I think the fee structure and the community are two separate but interrelated things.
My Dad lives in a CCRC. They initially were only offering units on the type of fee structure you mentioned - a large buy-in (which was mostly refundable within certain limits and timeframes) and a regular monthly fee. Based on popular demand, they started offering the same units with a different fee structure: a $500 deposit and then a higher monthly fee.
I did the math for them and the imputed rate of return (difference in monthly fees divided by buy-in) was about 7%, which seemed good. However, the large buy-in makes it more difficult to move, and at the time my parents were considering this, they weren't entirely sure they'd stay in this place.
The other thing I didn't like and my parents agreed, was that the contractual language about how and when and how much of the deposit we would receive back was very loosy-goosey and gave them wide latitude to shaft my parents.

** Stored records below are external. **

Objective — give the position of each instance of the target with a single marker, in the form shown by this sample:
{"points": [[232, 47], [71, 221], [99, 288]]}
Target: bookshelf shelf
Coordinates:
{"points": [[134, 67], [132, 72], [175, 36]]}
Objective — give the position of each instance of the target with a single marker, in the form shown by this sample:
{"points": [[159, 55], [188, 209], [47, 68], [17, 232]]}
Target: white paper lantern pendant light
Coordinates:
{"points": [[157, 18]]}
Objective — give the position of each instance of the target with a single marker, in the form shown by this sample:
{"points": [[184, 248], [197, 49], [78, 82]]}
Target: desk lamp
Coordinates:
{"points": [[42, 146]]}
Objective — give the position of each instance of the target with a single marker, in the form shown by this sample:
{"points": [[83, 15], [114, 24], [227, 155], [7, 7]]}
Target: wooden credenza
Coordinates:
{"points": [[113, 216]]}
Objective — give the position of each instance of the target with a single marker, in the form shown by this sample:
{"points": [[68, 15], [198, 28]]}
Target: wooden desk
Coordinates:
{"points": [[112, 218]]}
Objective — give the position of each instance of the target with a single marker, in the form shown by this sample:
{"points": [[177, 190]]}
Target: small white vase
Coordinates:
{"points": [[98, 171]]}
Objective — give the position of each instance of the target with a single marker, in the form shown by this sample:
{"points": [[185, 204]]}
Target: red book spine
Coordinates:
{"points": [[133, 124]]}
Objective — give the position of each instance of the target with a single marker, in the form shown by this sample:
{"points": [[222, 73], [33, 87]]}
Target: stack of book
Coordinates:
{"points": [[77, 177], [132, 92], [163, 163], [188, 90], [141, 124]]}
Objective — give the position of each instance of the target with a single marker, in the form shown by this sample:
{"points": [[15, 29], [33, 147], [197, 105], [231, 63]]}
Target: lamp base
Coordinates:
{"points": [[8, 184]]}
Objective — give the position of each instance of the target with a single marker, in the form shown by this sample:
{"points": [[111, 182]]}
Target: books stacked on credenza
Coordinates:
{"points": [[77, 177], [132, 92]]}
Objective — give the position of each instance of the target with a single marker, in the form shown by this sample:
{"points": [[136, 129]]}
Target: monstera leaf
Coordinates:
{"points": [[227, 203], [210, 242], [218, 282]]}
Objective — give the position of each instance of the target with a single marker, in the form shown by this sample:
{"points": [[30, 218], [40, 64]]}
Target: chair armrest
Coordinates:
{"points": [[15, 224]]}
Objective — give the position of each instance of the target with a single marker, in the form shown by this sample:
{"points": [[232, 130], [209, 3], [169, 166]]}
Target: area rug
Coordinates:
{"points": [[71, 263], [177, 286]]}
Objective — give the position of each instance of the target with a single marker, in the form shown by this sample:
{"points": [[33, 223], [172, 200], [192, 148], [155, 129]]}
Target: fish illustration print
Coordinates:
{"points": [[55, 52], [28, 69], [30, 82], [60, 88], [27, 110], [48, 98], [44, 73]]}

My parents decided to not do the buy-in when they moved in in 2006. They sold their house about that same time and put that money in the market. I haven't actually checked but I think the money has done better in the market than it would have helped in lowering the fees. And my parents have had the flexibility of moving (which they didn't/haven't done yet, but I think they like the option because they (well he) has brought it up a few times).
One thing to note is that this CCRC has been pretty much full since it opened in 2005 or so, and they've regularly had a solid waiting list. As a consequence of this, they raise the monthly fees (and probably the buy-ins) 3-5% like clockwork every January.